Wuebbles spoke in the same panel and made a call to action, encouraging the audience to respond to warming temperatures.
Following the chapter removal, the Patriots Foundation requested the professors’ communications and records related to the chapter, as well as relevant information from other universities across the country.
Both universities refused to release relevant records, which are legally available under state freedom of information laws. After the Patriots Foundation pressed harder, both universities claimed that the records were not in the scope of the law.
The Universities of Arizona and Illinois did not respond to a request for comment.
The Patriots Foundation’s legal team obtained documents from the National Academies of Science, Engineering, and Medicine, which show an invitation to a “time-sensitive call” about “recent developments since the release of the manual” to members on the manual’s committee. Given the timing of the call, and the eerily similar responses by the universities, Pinkert and his partner Jason Torchinsky suspect that the cover-up effort was coordinated.
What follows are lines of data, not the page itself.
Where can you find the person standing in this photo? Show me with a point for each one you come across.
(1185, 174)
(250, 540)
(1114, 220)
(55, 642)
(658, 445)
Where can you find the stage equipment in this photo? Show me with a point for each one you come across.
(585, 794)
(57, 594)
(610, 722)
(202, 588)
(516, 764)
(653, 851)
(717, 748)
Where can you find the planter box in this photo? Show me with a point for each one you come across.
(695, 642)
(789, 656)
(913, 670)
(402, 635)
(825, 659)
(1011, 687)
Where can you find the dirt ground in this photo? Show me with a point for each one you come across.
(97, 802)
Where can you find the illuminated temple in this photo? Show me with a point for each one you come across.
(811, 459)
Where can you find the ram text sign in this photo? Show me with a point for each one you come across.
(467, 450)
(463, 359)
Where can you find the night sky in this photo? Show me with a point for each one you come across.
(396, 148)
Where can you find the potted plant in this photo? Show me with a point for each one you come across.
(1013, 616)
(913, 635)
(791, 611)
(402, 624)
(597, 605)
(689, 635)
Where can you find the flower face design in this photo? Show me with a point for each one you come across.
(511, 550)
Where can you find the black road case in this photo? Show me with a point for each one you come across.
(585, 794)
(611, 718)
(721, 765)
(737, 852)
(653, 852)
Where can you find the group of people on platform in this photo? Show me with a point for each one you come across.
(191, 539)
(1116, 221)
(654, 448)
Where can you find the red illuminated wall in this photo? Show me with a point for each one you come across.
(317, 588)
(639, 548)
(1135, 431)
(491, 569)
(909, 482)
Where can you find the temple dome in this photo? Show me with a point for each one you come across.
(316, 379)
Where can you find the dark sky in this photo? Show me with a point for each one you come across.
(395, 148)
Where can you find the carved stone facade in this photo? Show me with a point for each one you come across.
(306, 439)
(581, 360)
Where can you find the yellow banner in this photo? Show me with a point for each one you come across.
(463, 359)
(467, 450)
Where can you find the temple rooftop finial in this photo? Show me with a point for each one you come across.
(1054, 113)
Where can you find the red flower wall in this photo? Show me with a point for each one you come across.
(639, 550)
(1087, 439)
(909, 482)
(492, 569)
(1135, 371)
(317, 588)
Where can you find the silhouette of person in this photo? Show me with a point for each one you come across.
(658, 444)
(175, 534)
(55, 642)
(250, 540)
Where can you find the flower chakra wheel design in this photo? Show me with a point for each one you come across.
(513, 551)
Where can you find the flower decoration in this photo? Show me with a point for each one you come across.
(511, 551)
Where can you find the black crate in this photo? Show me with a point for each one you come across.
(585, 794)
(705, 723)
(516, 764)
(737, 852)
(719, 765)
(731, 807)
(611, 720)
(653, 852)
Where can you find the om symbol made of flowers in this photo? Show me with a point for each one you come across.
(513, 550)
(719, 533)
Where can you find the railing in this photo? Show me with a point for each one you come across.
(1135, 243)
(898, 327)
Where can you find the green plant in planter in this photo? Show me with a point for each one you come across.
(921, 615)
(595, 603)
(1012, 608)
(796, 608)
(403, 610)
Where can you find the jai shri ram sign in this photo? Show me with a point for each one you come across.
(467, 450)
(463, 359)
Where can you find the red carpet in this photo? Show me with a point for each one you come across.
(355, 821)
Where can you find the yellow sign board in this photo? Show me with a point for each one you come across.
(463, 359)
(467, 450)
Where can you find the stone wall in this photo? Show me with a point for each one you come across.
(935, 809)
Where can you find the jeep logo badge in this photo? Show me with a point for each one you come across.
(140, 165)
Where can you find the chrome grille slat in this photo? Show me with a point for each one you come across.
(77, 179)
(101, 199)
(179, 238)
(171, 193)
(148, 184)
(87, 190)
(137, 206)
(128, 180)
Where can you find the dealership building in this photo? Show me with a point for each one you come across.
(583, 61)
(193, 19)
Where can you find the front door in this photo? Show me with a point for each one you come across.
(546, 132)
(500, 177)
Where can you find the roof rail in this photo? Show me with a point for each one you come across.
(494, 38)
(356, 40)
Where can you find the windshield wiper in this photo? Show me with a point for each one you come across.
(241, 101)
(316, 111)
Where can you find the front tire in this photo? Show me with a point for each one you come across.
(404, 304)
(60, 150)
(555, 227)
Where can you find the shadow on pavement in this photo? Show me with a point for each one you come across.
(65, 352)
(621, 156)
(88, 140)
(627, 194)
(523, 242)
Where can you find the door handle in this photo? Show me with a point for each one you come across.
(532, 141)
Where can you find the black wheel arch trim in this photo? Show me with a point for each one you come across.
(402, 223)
The National Academies of Science, Engineering, and Medicine also directed the committee members to contact their general counsel and to direct records requests to their PR spokesperson if they received media coverage.
As Pinkert notes, “NASEM and its GC Marc Gold are not the professors’ or universities’ outside lawyers, and they should not be directing public entities on how to handle (or evade) public records requests.”
The National Academies of Science, Engineering, and Medicine is a private, nonprofit organization that receives hundreds of millions of dollars in government grants and contracts.
This not the first time in recent years that public officials have attempted to escape freedom of information requests. Recently, an adviser of Anthony Fauci’s was indicted by a federal grand jury for concealing records related to the suppression of Covid-19 lab leak theories.